Dinner at Tony Napoli's by Edward Izzi book review
book review

Book Review: Dinner at Tony Napoli’s

DINNER AT TONY NAPOLI'S by Edward Izzi is an elegiac novel punctuated with hardboiled humor. Check out what Warren Maxwell has to say in his book review of this indie crime novel.

Dinner at Tony Napoli’s

by Edward Izzi

Genre: Mystery, Thriller & Suspense / Crime

ISBN: 9798399010281

Print Length: 337 pages

Reviewed by Warren Maxwell

An elegiac novel punctuated with hardboiled humor

This is a story about the twisted relationship between criminals, their families, and the inescapable past.

A long association with the mafia finally catches up with Antonio ‘Tony Napoli’ Sorrentino, the legendary owner of Tony Napoli’s Ristorante, when a demolition crew finds four bodies buried in his restaurant’s basement. 

In a jail cell for the first time in his life, 87-year-old Napoli empties his conscience to his nephew Dennis Romanowski, a seasoned detective with the Chicago PD, describing the decades of criminal activity that took place inside the walls of his landmark restaurant. 

“He could go to anyone within the Chicago mob and practically ask for anything that he wanted, and he would probably get it, no questions asked. He kept a respected name within the syndicate. He always managed to successfully walk the fine line between being a legitimate, successful businessman and a respected simulated gangster of sorts.”

Framed by Dennis Romanowski’s struggle to simultaneously help his uncle and remain an honest cop, Dinner at Tony Napoli’s dives into the murky world of mafia ethics, depicting the crime, vengeance, and family loyalty that sustains “casa nostra.” 

Dinner at Tony Napoli’s pulls off an exceptional feat in building its narrative around action that largely occurs off the page.

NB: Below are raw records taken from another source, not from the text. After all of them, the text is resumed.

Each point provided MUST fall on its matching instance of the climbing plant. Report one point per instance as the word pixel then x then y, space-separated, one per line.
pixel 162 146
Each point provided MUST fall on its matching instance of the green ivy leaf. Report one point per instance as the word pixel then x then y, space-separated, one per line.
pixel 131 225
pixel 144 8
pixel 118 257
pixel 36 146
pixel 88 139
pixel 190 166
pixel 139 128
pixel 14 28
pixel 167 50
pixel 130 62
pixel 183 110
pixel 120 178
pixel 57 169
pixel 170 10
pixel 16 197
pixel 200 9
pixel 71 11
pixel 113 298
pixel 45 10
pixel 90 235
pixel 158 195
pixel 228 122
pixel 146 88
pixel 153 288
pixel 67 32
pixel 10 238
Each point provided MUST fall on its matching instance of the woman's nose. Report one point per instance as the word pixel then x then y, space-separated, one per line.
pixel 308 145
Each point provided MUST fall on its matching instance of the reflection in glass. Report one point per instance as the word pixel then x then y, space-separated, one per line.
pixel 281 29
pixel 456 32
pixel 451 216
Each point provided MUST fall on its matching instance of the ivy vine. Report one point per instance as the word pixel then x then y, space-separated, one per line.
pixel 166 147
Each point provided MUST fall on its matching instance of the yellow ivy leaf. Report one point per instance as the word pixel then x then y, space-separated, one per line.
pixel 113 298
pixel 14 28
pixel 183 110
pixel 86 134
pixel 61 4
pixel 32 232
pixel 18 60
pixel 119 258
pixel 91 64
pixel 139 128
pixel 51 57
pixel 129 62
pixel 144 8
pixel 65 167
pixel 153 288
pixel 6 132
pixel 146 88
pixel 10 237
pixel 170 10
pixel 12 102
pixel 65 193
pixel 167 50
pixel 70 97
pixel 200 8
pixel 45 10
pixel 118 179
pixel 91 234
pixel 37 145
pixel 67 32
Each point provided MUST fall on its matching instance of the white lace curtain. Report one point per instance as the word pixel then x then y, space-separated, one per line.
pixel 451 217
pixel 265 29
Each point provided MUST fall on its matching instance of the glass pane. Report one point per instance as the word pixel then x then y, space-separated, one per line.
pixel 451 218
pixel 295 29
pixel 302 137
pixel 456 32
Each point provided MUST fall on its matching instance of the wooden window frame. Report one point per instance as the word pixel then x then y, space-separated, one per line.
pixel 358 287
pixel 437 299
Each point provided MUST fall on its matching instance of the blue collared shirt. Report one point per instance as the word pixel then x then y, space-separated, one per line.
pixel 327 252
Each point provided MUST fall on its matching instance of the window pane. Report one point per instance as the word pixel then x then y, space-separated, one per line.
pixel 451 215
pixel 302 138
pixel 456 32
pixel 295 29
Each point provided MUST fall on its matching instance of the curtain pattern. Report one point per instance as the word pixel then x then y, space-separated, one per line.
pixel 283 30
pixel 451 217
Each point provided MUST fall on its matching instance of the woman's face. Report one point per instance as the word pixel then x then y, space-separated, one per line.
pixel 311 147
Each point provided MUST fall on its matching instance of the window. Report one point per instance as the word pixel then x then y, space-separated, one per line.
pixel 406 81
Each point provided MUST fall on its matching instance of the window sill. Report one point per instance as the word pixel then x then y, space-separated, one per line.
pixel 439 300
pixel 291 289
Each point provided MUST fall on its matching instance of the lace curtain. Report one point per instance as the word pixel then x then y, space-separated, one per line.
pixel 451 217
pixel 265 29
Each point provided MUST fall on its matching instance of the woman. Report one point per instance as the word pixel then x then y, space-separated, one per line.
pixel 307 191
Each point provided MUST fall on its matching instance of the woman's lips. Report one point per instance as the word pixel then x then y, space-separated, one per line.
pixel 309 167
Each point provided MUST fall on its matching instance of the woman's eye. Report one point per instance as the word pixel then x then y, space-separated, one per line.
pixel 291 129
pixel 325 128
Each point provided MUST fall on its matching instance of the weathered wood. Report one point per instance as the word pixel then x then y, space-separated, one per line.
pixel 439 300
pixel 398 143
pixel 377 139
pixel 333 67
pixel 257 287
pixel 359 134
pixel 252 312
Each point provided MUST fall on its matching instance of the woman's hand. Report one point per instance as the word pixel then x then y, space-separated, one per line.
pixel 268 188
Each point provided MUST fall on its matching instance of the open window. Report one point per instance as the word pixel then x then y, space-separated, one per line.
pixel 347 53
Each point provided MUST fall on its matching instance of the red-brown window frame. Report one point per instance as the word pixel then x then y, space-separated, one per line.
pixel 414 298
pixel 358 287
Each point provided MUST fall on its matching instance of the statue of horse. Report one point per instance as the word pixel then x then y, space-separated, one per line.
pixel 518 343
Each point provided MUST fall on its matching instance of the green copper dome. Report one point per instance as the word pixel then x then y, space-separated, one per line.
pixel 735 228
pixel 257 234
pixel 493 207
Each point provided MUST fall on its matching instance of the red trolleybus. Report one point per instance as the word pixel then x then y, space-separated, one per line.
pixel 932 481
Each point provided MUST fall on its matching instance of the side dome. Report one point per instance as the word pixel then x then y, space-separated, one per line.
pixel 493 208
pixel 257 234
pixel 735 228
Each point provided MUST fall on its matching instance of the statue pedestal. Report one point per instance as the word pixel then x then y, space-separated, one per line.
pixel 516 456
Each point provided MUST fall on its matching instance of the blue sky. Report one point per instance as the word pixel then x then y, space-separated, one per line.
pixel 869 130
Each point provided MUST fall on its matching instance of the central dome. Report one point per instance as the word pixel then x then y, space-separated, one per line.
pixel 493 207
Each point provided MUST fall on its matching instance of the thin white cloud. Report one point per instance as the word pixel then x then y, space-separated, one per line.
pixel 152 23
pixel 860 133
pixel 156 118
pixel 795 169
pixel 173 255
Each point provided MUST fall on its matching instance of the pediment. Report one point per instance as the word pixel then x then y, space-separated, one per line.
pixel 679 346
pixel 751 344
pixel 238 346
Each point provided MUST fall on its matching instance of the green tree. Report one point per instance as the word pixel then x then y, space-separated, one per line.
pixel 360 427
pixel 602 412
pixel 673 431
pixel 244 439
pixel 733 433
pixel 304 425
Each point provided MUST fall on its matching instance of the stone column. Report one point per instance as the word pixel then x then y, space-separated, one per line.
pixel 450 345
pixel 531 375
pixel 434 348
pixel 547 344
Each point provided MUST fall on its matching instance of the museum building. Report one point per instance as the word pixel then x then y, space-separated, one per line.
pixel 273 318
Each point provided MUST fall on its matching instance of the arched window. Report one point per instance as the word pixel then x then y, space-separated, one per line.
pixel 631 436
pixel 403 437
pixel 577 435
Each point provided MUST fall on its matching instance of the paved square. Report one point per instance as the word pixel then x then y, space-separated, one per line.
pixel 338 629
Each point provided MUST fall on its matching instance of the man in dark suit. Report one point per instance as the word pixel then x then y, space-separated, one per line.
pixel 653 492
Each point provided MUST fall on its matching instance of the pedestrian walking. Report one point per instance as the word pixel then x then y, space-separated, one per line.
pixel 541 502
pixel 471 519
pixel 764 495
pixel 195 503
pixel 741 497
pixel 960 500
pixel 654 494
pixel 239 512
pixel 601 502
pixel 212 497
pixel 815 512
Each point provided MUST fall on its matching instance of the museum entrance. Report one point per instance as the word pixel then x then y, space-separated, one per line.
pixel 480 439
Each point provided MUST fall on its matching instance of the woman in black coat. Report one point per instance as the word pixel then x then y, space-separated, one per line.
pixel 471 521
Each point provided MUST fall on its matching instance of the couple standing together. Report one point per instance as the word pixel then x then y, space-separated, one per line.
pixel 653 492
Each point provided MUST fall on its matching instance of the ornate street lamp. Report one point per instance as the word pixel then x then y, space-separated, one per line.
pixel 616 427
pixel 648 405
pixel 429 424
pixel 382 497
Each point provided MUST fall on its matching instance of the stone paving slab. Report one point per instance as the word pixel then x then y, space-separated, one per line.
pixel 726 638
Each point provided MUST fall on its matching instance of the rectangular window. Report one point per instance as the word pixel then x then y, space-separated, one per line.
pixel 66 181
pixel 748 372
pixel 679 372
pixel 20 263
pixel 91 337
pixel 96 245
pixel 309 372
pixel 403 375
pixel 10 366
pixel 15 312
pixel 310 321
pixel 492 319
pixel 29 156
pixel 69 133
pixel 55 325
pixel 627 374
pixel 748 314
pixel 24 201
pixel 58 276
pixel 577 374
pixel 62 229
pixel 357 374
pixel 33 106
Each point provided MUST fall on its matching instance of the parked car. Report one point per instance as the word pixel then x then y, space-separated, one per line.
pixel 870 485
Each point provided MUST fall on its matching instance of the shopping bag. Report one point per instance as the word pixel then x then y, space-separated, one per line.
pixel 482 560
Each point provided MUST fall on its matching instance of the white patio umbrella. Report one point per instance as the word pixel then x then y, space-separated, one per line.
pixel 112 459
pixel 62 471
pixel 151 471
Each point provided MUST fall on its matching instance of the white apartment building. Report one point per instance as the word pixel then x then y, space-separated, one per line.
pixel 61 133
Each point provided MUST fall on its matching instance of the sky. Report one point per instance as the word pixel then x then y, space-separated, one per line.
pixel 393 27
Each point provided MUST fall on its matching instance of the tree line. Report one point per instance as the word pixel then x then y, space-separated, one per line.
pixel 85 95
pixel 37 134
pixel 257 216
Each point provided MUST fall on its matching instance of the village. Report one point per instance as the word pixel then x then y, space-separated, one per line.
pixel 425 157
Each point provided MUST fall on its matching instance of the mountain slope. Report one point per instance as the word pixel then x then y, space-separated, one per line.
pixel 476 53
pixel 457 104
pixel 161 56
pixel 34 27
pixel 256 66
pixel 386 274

While it doesn’t lack for villains and high drama, the only really unexpected events occur in Tony Napoli’s stories of days gone by. A sense of morbid inevitability infuses the book, whose titular character has already been diagnosed with late stage lung cancer before the first page. 

Edward Izzi is a prodigious storyteller, producing a seemingly endless supply of tall tales and richly drawn portraits of criminals, cops, and hapless innocents caught in their crosshairs. Skipping through time, Izzi strings together Romanowski’s youthful impressions of his uncle with his present role as Napoli’s confidant and closest family member, all the while adding a steady stream of mafia lore into the mix. 

There are gripping stories—such as an instance in which Napoli finds himself mediating between a mafia boss and a corrupt police captain who are both trying to extort money from the same businesses—and less gripping ones, but the result is a tapestry of heinous acts committed by principled men. Although Detective Romanowski’s narration maintains the line between good and evil, hypocrisy and valor are revealed in the most unlikely places.  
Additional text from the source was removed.